Ibunya menyampaikan meski kami diajak ikhlas dan menerima, namun jazad itu membayangi saya, kejanggalan, luka luka, tekanan psikologis yang diluar kontek pelatihan paskibra. Tentu ini hari hari berat buat kami, katanya. Apalagi dua hari saya sudah berhalusinasi.
Saya berharap KPPPA sebagai koordinator harmonisasi regulasi dan pengawasan penyelenggaraan perlindungan anak melakukan serangkaian peninjauan untuk memastikan panduan atau pedoman Paskibra memberikan ruang terpenuhinya hak anak dari segala sisi.
Kemensos ataupun Kemenkes memberi perhatian pendampingan kesehatan dan dampak psikologis atas kondisi berat ini. Sekian
****
Dari sisi Perlindungan Anak
Child safe guarding yang didalamnya terdapat kode etik berkegiatan dengan anak.

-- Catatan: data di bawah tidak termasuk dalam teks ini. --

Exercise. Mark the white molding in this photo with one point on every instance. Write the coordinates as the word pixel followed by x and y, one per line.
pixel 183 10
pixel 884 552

Seperti tidak melakukan kekerasan fisik mau pun mental, tidak mempermalukan/memalukan anak, tidak sendirian dengan anak di lokasi sepi.
Perlakuan di luar pedoman Ini sangat layak di evaluasi karena alm adalah usia anak yang ada kode etik keterlibatan (melibatkan) anak dalam aktivitas. Pelanggaran terjadi ketika kondisi yg di maksud tidak di ukur dari batas kemampuan usia anak.

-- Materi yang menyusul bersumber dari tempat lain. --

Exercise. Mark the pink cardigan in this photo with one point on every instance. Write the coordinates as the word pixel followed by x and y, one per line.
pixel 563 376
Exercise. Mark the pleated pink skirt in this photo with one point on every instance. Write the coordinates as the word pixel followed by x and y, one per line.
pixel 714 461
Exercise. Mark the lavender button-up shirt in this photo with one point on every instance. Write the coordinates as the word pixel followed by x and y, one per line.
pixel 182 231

Prinsip bekerja (aktivitas) dengan anak
1. Non diskriminasi
2. Kepentingan terbaik bagi anak
3. Hak untuk hidup
4. Kelangsungan dan perkembangan serta penghargaan pendapat anak
4 pilar pelibatan anak
1. Anak diberi kapasitas
2. Anak mempraktekkan langsung di lapangan (riset, survei)
3. Anak diberi tempat untuk menyampaikan hasilnya
4. Feedback (evaluasi untuk melihat hasilnya)
Disamping itu didalam paskibra yang dialami alm terdapat kedisiplinan yang tinggi. Apakah disiplin relevan dengan kekerasan? Padahal itu proses belajar mengenal untuk anak.
Kedisiplinan positif di dalamnya ada ruang dialog, partisipasi anak, kesetaraan, melihat kesalahan sebagai proses pendidikan, membangun kesepakatan dengan anak.
(misal: ketika anak ingin menjadi pasukan inti paskibra, orang dewasa wajib memfasilitasi dengan menanyakan kembali pendapat dan penilaian anak tentang proses tersebut).
Apakah prinsip-prinsip ini sudah teradopsi dalam panduan dan pedoman pelatihan. Jika sudah ada berarti ada pelanggaran SOP.